During the past 18 months I have done a lot of soul searching to identify the root cause of my stroke. My answer is that I was conditioned from birth to suffer a devastating stroke. My parents were born during the great depression and often went to bed hungry and swore that their children would never experience the same hardship. They unfortunately erred on the excessive side and all their children experienced obesity problems during their childhood. We were served adult sized portions and were not permitted to leave the dining table before we had emptied our plates. I rebelled at the fact of being the chubby fat kid on the street and started to smoke as a means of expressing my outrage. Those very unhealthy lifestyle habits finally erupted on September 2, 2003, and changed my life forever. When I had my stroke I weighed 175 kgs. today I weigh 70 kgs. I don't intend to tempt providence and suffer another stroke that could possibly be fatal. I am currently trying various therapies to help me stop smoking permanently. Getting rid of this nasty habit after 34 years is not very easy and requires a most serious commitment.

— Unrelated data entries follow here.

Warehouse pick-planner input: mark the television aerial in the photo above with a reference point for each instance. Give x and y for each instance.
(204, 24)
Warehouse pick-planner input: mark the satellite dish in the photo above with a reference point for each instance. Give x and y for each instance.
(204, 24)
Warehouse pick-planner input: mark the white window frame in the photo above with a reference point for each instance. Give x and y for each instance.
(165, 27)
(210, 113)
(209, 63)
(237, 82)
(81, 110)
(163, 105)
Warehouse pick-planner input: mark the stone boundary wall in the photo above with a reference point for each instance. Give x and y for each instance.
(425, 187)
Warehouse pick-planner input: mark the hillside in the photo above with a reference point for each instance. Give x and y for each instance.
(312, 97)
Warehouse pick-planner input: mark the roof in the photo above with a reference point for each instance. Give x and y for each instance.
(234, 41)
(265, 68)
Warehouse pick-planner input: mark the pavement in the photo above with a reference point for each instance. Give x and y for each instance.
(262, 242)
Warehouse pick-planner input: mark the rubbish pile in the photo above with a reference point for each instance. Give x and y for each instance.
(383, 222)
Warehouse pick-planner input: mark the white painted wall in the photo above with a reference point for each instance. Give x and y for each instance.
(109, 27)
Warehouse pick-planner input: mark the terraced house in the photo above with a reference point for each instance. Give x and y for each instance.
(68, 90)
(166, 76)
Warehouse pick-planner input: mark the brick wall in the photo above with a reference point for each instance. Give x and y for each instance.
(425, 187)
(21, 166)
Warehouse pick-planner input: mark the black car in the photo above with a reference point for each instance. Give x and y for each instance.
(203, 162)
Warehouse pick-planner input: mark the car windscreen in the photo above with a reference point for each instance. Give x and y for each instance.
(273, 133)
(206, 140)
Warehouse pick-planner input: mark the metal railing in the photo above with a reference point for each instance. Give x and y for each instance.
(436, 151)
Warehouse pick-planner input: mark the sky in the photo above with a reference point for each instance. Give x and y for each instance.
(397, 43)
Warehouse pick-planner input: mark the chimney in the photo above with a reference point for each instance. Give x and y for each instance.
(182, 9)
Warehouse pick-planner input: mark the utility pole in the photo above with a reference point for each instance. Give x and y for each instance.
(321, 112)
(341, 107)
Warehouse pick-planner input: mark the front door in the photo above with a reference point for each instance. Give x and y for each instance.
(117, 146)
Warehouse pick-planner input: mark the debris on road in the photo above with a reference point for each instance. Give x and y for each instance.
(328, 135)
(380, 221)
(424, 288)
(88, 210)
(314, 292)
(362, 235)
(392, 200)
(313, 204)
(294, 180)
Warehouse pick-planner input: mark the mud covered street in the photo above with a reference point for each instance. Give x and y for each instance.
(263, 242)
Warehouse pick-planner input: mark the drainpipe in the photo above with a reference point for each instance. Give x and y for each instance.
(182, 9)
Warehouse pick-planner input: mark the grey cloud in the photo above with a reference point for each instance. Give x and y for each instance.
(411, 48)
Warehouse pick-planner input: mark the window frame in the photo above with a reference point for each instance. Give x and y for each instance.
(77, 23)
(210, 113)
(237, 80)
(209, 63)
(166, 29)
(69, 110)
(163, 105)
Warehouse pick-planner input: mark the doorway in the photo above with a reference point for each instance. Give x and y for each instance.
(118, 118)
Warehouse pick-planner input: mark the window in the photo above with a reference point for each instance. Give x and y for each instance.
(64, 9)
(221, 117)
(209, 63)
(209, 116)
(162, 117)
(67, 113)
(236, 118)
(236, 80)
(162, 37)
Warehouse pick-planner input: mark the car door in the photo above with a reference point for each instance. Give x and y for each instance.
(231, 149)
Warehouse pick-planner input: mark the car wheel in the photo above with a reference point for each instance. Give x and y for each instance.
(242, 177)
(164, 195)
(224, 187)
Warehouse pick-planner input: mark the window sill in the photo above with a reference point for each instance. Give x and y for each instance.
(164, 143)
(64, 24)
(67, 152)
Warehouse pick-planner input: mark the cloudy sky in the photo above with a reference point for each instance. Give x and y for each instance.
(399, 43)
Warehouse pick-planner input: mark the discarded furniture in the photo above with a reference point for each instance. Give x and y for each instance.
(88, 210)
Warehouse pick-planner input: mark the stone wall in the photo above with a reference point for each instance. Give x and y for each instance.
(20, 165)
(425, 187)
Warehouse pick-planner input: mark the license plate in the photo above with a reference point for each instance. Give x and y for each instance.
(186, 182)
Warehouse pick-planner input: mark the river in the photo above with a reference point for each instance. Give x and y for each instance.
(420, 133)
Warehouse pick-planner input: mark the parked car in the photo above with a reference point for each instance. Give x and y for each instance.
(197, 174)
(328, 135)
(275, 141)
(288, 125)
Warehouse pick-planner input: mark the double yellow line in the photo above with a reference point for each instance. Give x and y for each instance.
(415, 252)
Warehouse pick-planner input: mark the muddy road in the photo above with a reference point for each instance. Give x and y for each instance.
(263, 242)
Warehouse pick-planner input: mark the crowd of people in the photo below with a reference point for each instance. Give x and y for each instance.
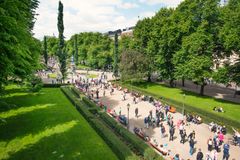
(160, 117)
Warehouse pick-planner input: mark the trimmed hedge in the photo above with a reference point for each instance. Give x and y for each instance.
(207, 116)
(118, 147)
(134, 141)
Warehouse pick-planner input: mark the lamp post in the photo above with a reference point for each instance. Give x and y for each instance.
(128, 107)
(183, 105)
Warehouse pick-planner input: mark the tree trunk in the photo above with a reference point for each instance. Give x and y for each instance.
(202, 90)
(149, 77)
(183, 82)
(171, 83)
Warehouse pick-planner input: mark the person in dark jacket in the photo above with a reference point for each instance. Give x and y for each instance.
(199, 155)
(171, 132)
(191, 144)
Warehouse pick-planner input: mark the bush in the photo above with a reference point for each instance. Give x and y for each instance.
(76, 91)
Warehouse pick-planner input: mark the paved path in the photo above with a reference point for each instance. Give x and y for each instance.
(202, 131)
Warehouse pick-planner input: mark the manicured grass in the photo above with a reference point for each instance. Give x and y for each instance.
(46, 126)
(92, 76)
(52, 75)
(81, 66)
(204, 103)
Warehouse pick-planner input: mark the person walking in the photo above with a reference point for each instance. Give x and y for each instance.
(226, 149)
(191, 144)
(183, 136)
(136, 112)
(171, 132)
(210, 143)
(199, 155)
(162, 130)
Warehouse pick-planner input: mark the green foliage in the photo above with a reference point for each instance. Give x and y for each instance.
(133, 65)
(45, 52)
(34, 83)
(47, 120)
(19, 50)
(203, 107)
(230, 32)
(150, 154)
(62, 56)
(118, 147)
(94, 49)
(76, 50)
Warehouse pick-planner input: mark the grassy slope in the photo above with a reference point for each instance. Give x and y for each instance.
(204, 102)
(46, 126)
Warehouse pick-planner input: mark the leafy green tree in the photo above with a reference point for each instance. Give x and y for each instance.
(19, 50)
(115, 64)
(133, 65)
(61, 51)
(52, 45)
(76, 50)
(144, 42)
(45, 54)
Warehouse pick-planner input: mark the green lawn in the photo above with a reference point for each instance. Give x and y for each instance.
(47, 126)
(92, 76)
(203, 102)
(81, 66)
(52, 75)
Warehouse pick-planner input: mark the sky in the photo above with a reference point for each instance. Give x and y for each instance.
(94, 15)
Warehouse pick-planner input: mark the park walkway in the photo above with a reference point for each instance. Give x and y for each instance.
(202, 131)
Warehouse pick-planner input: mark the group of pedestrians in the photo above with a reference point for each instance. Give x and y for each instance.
(162, 115)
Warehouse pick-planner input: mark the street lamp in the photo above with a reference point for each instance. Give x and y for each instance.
(183, 105)
(128, 107)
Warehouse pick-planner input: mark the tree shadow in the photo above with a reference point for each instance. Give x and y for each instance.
(18, 145)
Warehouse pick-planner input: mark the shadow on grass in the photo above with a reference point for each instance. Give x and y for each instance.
(32, 122)
(7, 149)
(23, 99)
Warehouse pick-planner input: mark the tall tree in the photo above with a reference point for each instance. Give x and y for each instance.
(45, 52)
(133, 65)
(19, 50)
(76, 49)
(145, 42)
(61, 52)
(115, 64)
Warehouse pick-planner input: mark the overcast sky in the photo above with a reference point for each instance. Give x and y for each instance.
(95, 15)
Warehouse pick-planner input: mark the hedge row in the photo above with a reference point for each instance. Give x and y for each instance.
(117, 146)
(56, 85)
(134, 141)
(76, 92)
(207, 116)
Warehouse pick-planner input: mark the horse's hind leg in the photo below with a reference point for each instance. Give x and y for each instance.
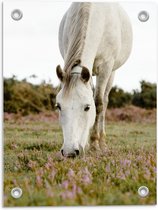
(102, 142)
(104, 73)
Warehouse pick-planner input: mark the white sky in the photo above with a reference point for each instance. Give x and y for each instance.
(31, 44)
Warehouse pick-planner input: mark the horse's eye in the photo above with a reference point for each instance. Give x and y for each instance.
(87, 107)
(58, 106)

The problem does not really lie in the nicotine addiction but with the dopamine neuro transmitter, tobacco consumption stimulates and increases the level of dopamine, also known as the happy neurotransmitter. The pseudo euphoria that tobacco consumption provides is really the culprit that needs to be addressed. Since I am taking medication for epilepsy, zyban is not indicated in my case. I wake up every morning with the objective of cutting back tobacco consumption by 5 to 10 cigarettes daily. Progress is slow. Mood swings are hard to control when you loose an entire dimension of your being. I was 46 years old when I suffered my ischaemic stroke.